CATCo Reinsurance Opps Fund Ltd Compulsory Acqn of Shares - correction (0858H)
21 November 2022 - 12:42PM
UK Regulatory
TIDMCAT
RNS Number : 0858H
CATCo Reinsurance Opps Fund Ltd
21 November 2022
THIS RELEASE REPLACES NO. 6951G WHICH WAS ANNOUNCED ON 21
NOVEMBER 2022.
The current ISINs for the Ordinary and C shares were incorrectly
reported. The current ISINs are BMG1961Q4075 for the Ordinary
Shares and BMG1961Q5064 for the C Shares.
All other details remain unchanged.
CATCo Reinsurance Opportunities Fund Limited (the "Company")
21 November 2022
Partial Compulsory Redemption of Shares
This announcement contains inside information
Further to the approval given by the Company's Shareholders on 6
April 2020 to enable compulsory redemptions of the Ordinary Shares
and C Shares (as described in the Circular to Shareholders dated 13
March 2020), the Company today announces that it will return an
aggregate amount of approximately USD 17.8m on 29 November 2022
(the "Redemption Date") by way of a compulsory partial redemption
of up to 1,379,103 Ordinary Shares and 754,104 C Shares (the
"Eighth Redemption"). Approximately 91.73% of the Company's total
issued share capital will be redeemed (consisting of 92.36% of the
Ordinary Shares currently in issue, and 90.60% of the C
Shares).
The Eighth Redemption will be effected at USD 3.3355 per
Ordinary Share and USD 17.5042 per C Share, being the relevant
respective NAV per Ordinary Share and NAV per C Share, as at 30
September 2022. The Redemption will be effected pro rata to
holdings of Ordinary Shares and C Shares respectively on the
register at the close of business on the Redemption Date, which is
the record date for the purposes of the Eighth Redemption, being 29
November 2022. As at today's date, the Company has 1,493,131
Ordinary Shares and 832,376 C Shares in issue, the total number of
Shares in issue being 2,325,507.
Fractions of Ordinary Shares and C Shares will not be redeemed
and so the number of Ordinary Shares and C Shares to be redeemed
for each shareholder will be rounded down to the nearest whole
number of Ordinary Shares and C Shares, as appropriate.

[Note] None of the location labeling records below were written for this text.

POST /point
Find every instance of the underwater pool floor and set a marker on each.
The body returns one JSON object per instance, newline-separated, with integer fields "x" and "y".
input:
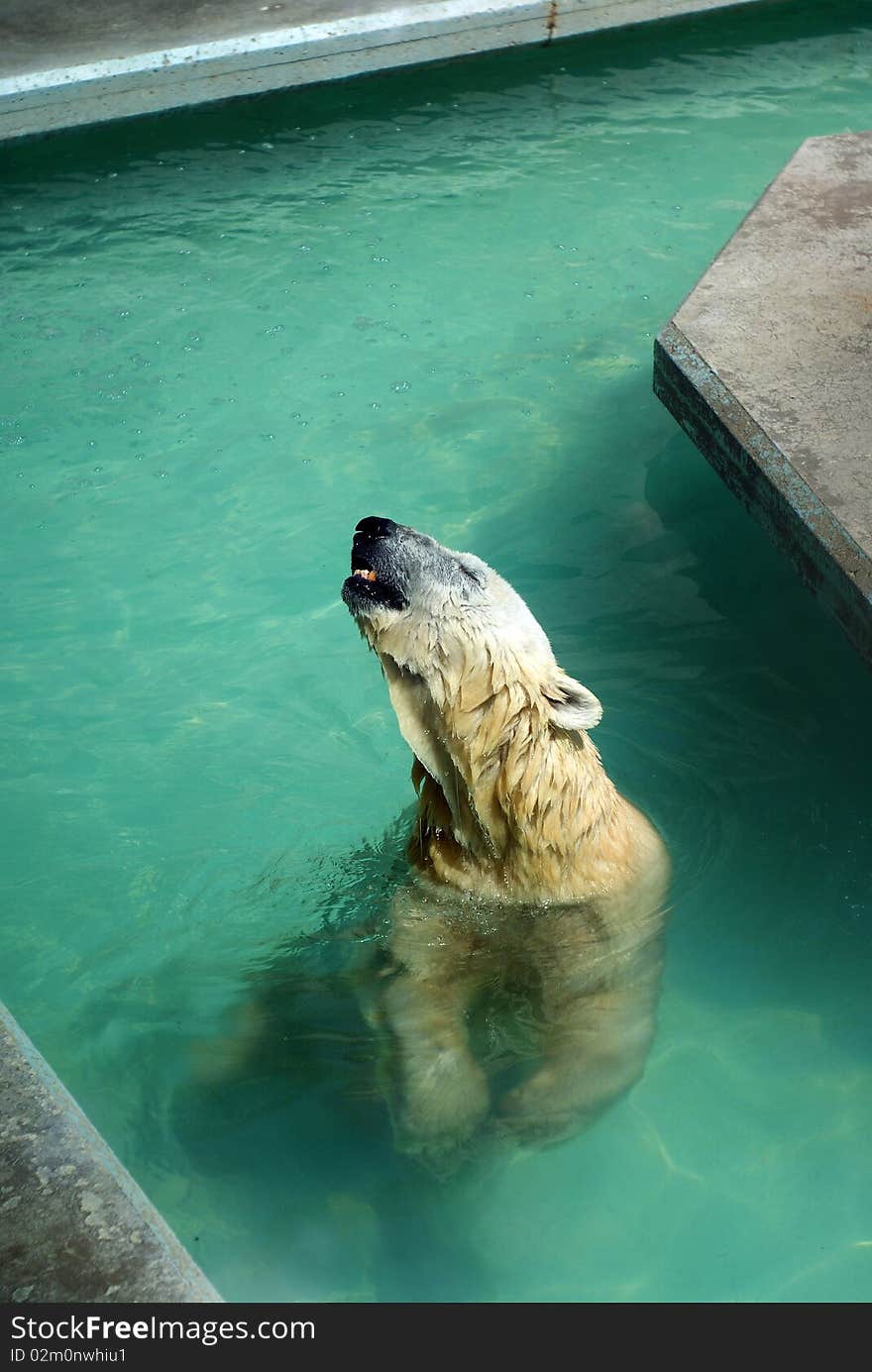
{"x": 230, "y": 335}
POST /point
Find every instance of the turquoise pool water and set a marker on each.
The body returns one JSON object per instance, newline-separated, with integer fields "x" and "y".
{"x": 232, "y": 332}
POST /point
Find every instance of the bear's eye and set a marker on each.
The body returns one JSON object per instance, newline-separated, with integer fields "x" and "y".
{"x": 472, "y": 576}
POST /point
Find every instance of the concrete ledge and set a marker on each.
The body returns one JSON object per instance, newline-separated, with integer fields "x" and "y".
{"x": 74, "y": 1226}
{"x": 768, "y": 367}
{"x": 55, "y": 98}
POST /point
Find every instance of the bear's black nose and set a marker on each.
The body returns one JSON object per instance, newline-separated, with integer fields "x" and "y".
{"x": 377, "y": 527}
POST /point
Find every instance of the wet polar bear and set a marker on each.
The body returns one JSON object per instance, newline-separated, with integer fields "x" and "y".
{"x": 529, "y": 870}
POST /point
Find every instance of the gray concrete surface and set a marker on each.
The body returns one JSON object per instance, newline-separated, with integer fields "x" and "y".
{"x": 40, "y": 35}
{"x": 66, "y": 64}
{"x": 74, "y": 1226}
{"x": 768, "y": 367}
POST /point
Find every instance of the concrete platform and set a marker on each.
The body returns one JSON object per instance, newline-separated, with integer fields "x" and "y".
{"x": 74, "y": 1226}
{"x": 768, "y": 367}
{"x": 60, "y": 64}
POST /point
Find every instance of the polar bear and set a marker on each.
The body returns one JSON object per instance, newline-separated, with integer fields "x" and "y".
{"x": 527, "y": 869}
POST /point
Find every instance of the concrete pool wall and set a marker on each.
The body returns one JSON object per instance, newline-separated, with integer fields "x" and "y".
{"x": 73, "y": 1224}
{"x": 187, "y": 53}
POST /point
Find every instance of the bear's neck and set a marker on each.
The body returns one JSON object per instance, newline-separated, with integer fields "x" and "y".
{"x": 520, "y": 801}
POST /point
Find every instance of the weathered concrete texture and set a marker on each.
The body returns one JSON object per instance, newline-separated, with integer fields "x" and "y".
{"x": 768, "y": 367}
{"x": 74, "y": 1226}
{"x": 107, "y": 60}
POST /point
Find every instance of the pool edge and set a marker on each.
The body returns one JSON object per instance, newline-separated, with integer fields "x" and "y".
{"x": 147, "y": 82}
{"x": 762, "y": 477}
{"x": 74, "y": 1225}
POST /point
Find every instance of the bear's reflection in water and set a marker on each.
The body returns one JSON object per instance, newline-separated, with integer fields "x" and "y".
{"x": 469, "y": 1026}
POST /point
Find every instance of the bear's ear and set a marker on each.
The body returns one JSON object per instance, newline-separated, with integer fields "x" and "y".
{"x": 572, "y": 704}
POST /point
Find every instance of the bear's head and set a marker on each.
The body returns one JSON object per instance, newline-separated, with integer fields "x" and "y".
{"x": 494, "y": 723}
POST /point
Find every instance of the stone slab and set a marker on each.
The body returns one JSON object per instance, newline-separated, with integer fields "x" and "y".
{"x": 768, "y": 367}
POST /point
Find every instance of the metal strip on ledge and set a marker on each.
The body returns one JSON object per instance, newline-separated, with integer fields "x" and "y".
{"x": 74, "y": 1226}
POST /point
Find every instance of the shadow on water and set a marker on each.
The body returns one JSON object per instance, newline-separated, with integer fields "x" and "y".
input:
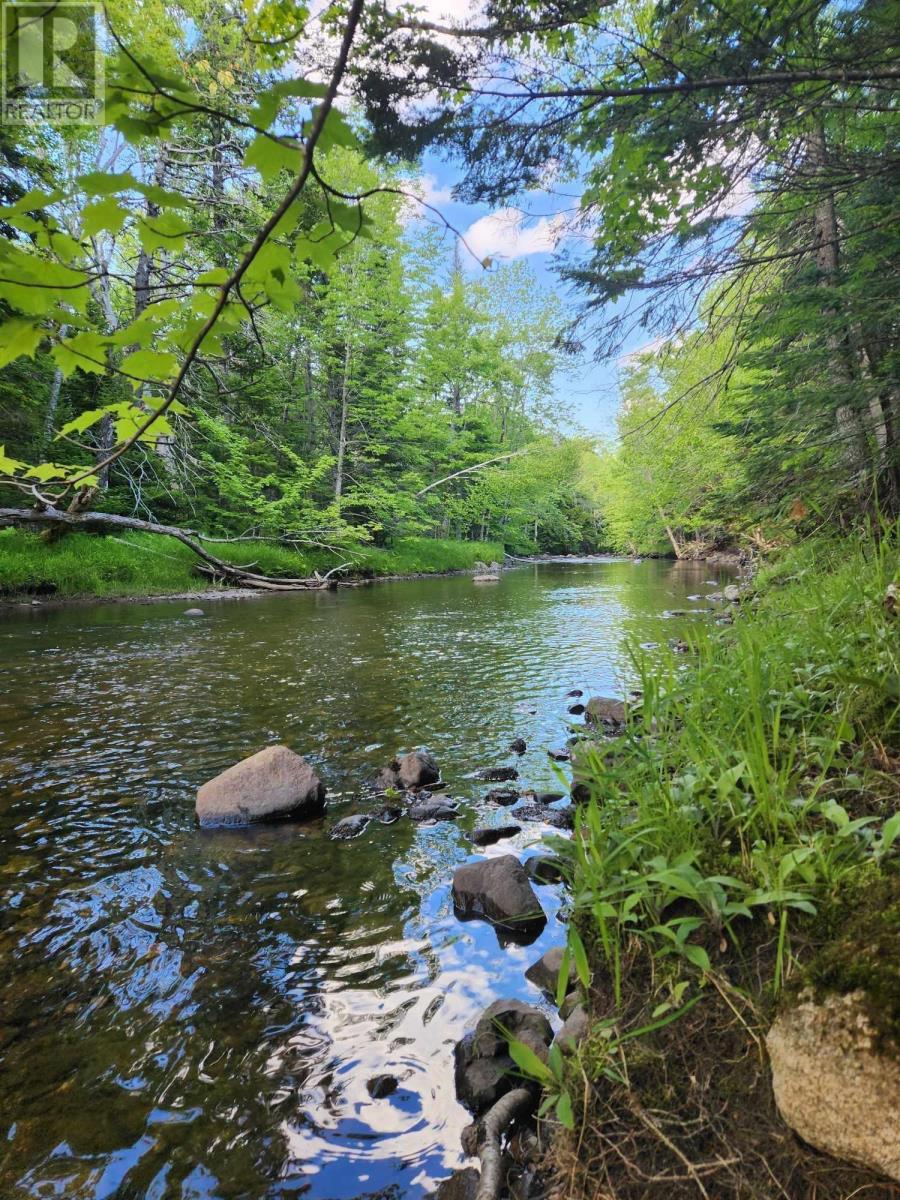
{"x": 190, "y": 1013}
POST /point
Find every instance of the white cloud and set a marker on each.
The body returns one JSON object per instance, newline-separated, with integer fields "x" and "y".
{"x": 507, "y": 234}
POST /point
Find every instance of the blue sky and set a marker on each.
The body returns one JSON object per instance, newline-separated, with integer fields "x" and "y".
{"x": 591, "y": 389}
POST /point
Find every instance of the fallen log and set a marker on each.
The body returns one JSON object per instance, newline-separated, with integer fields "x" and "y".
{"x": 216, "y": 568}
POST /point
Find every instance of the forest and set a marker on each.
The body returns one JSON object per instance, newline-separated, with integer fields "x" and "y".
{"x": 243, "y": 346}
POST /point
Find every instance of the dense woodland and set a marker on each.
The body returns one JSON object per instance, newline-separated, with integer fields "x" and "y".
{"x": 229, "y": 317}
{"x": 322, "y": 348}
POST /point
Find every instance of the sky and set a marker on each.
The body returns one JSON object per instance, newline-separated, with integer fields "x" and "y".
{"x": 589, "y": 389}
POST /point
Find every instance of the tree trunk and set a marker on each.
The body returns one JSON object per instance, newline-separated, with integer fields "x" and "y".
{"x": 851, "y": 431}
{"x": 342, "y": 433}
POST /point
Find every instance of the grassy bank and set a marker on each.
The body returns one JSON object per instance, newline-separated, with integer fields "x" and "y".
{"x": 145, "y": 564}
{"x": 739, "y": 844}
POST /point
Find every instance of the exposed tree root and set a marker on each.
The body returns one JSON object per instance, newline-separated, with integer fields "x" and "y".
{"x": 485, "y": 1139}
{"x": 213, "y": 567}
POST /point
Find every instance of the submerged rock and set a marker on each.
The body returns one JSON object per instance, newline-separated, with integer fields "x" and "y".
{"x": 498, "y": 891}
{"x": 486, "y": 835}
{"x": 433, "y": 810}
{"x": 484, "y": 1069}
{"x": 418, "y": 769}
{"x": 268, "y": 786}
{"x": 832, "y": 1084}
{"x": 545, "y": 869}
{"x": 561, "y": 819}
{"x": 574, "y": 1031}
{"x": 349, "y": 827}
{"x": 545, "y": 972}
{"x": 379, "y": 1086}
{"x": 498, "y": 774}
{"x": 388, "y": 779}
{"x": 606, "y": 712}
{"x": 504, "y": 796}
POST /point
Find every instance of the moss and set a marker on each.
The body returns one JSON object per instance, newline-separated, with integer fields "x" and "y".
{"x": 861, "y": 948}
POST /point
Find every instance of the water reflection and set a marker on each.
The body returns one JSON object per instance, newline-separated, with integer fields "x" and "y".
{"x": 191, "y": 1013}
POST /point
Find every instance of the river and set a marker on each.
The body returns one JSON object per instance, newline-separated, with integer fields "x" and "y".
{"x": 196, "y": 1014}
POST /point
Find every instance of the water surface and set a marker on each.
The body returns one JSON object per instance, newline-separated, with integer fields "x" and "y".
{"x": 196, "y": 1014}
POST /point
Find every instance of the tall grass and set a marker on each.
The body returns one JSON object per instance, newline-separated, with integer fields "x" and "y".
{"x": 753, "y": 781}
{"x": 145, "y": 564}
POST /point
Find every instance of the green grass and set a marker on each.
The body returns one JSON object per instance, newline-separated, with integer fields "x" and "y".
{"x": 725, "y": 844}
{"x": 145, "y": 564}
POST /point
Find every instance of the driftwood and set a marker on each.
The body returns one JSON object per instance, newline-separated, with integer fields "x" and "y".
{"x": 210, "y": 565}
{"x": 487, "y": 1138}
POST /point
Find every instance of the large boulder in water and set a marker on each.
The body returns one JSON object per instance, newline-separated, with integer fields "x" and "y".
{"x": 418, "y": 769}
{"x": 498, "y": 891}
{"x": 269, "y": 786}
{"x": 484, "y": 1068}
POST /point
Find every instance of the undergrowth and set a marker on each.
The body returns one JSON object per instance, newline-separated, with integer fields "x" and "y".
{"x": 724, "y": 847}
{"x": 85, "y": 564}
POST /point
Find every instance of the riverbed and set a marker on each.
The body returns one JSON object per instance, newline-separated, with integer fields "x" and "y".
{"x": 195, "y": 1013}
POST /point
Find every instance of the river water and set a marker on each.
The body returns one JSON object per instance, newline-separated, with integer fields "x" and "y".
{"x": 196, "y": 1014}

The amount to be applied to the partial redemption of Ordinary
Shares and C Shares comprises monies from the Company's existing
cash balances.
All Ordinary Shares and C Shares that are redeemed will be
cancelled with effect from the relevant Redemption Date.
Accordingly, once redeemed, Ordinary Shares and C Shares will be
incapable of transfer.
The Ordinary Shares and C Shares will be disabled in CREST after
close of business on the Redemption Date and the existing ISIN
numbers, BMG1961Q4075 for the Ordinary Shares and BMG1961Q5064 for
the C Shares, (the "Old ISINs") will expire.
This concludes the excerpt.